Oireachtas Joint and Select Committees

Thursday, 16 January 2014

Joint Oireachtas Committee on Foreign Affairs and Trade

Review of Foreign Affairs Policy and External Relations: Discussion (Resumed)

3:50 pm

Photo of David NorrisDavid Norris (Independent) | Oireachtas source

There is an enormous amount of EU legislation and it is squirted out at a rate which could lead to it being classified as pollution. Some of it is completely mad. I do not like English newspapers - I do not like those in Ireland very much these days either - but at least some of them got it right when they laughed at square sausages, round bananas and similar drivel. We have had experience of that legislation in this country in the context of the move to equalise the actuarial risks relating to motorists. For the sake of equality, women had to be charged as much as men for car insurance even though there is statistical proof to the effect that they are better, safer and more careful drivers. Everyone involved, including feminists, voted in favour of the legislation to which I refer and I could not believe that. I would not hold out any great hopes in respect of the Seanad scrutinising EU legislation.
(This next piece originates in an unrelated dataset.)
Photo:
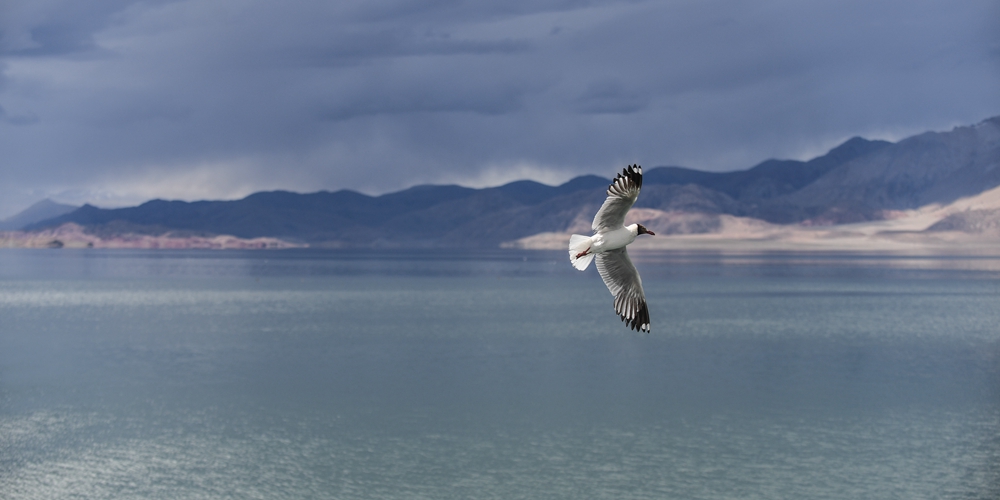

During the referendum campaign on the Seanad, I continually outlined my concern to the effect that this suggestion is a sneaky trick on the part of the Government. If it can impose a job on the Upper House which that House cannot do, at which it would be incompetent and which would oblige it, as a result of a lack of time and resources, to neglect its other responsibilities, that would be a very good argument in favour of getting rid of it. The Seanad could possibly scrutinise EU legislation if it was properly resourced. If, for example, a system of bureaucracy were put in place to refine the list of legislation in order that the Upper House would only scrutinise that which is appropriate to it, then it would probably work. However, the ordinary work of the Seanad would be completely overwhelmed if it were to take seriously the scrutiny of EU legislation in the absence of adequate resources and support. As matters stand, what is proposed would make a farce of the Seanad. Under the Constitution, the Upper House's primary responsibility - and what it has done damn well, actually - is to introduce legislation on social issues and so forth, as many of my colleagues have done, and to correct Government legislation by amendment in instances where it is wrong.

No one should be under the illusion that working Senators - I do not refer here to the part-timers - do not put in at least as much time as any Member of the Dáil whom I have come across during my 27 years as a Member of the Upper House.

I note that it was somebody else and not the Chairman who said that.